Detto questo, e cioè che uomini e donne dovrebbero lavorare entrambi in egual modo per contribuire alla propria famiglia e alla società, alla cosa pubblica, come si fa?
Come si fa? Come si fa a farsi rispettare, a fare in modo che le aziende ci considerino e ci ritengano di valore?
Perché cavolo, lo siamo di valore. Siamo donne coi controcoglioni (e già dire coglioni…). Siamo capaci di fare mille cose insieme (ma non dovrebbero essere obbligate a farlo), perché dobbiamo scegliere sempre il male minore? Perché se vogliamo farci rispettare dobbiamo rinunciare a veder crescere i nostri figli?
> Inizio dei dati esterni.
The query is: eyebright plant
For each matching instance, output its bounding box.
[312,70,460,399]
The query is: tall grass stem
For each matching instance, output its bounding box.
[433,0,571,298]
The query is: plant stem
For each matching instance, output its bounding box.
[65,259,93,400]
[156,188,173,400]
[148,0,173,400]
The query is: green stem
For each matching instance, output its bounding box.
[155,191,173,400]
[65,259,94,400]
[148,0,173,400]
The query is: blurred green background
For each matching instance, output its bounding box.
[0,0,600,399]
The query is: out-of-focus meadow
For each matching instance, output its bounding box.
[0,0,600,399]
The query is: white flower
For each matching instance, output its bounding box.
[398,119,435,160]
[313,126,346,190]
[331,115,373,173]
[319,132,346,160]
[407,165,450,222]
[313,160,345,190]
O ad occuparci dei nostri genitori, che invecchiano mentre noi lavoriamo e lavoriamo, che si ammalano e noi non siamo nemmeno capaci di star loro dietro qualche ora al giorno, e dobbiamo pagare qualcuno per farlo?
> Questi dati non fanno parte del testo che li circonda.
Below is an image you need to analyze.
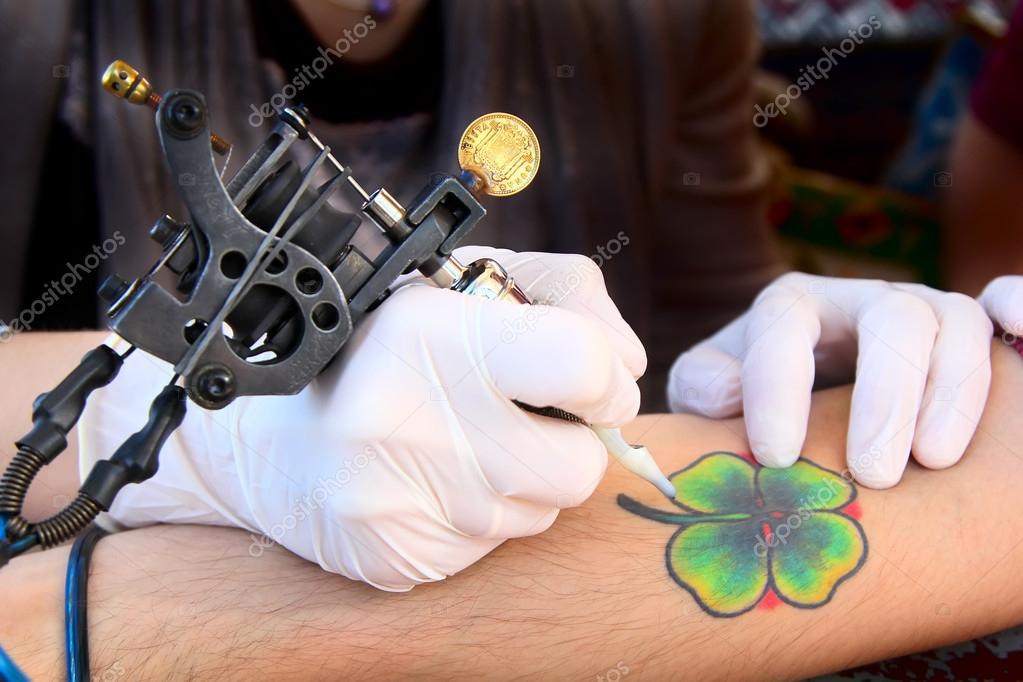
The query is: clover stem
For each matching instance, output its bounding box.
[618,494,750,526]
Non sarebbe meglio incentivare il lavoro femminile, proporre orari più compatibili con la vita familiare, spendere soldi per gli asili nido, i doposcuola in tutto il paese, concedere orari più flessibili per poter andarli a prendere a scuola, non considerare chi tiene alla famiglia un peso ma un valore aggiunto, qualcuno che cerca di fare bene in entrambi i campi? Perché a dirla tutta veramente, hanno diritto anche quelli senza figli ad avere una vita personale degna di questo nome, a rientrare ad orari umani, ad assentarsi per stare dietro ai genitori, a riposarsi.
Tutti noi abbiamo dignità, dei bravi genitori non sono coloro che rinunciano al lavoro per stare a casa, perché se lavorare è un dovere, produrre è un dovere, anche occuparsi di se stessi lo è. Aver voglia di dedicarsi alla propria famiglia, con o senza figli, è un merito che ci distingue dalle macchine, dagli animali: quando lo capiranno i governi?
La rivoluzione deve partire da noi: dobbiamo alzare la testa, ribellarci al maschilismo, indurre gli uomini a fare tanto quanto noi. E poi ripartire, a pari merito, per un mondo migliore.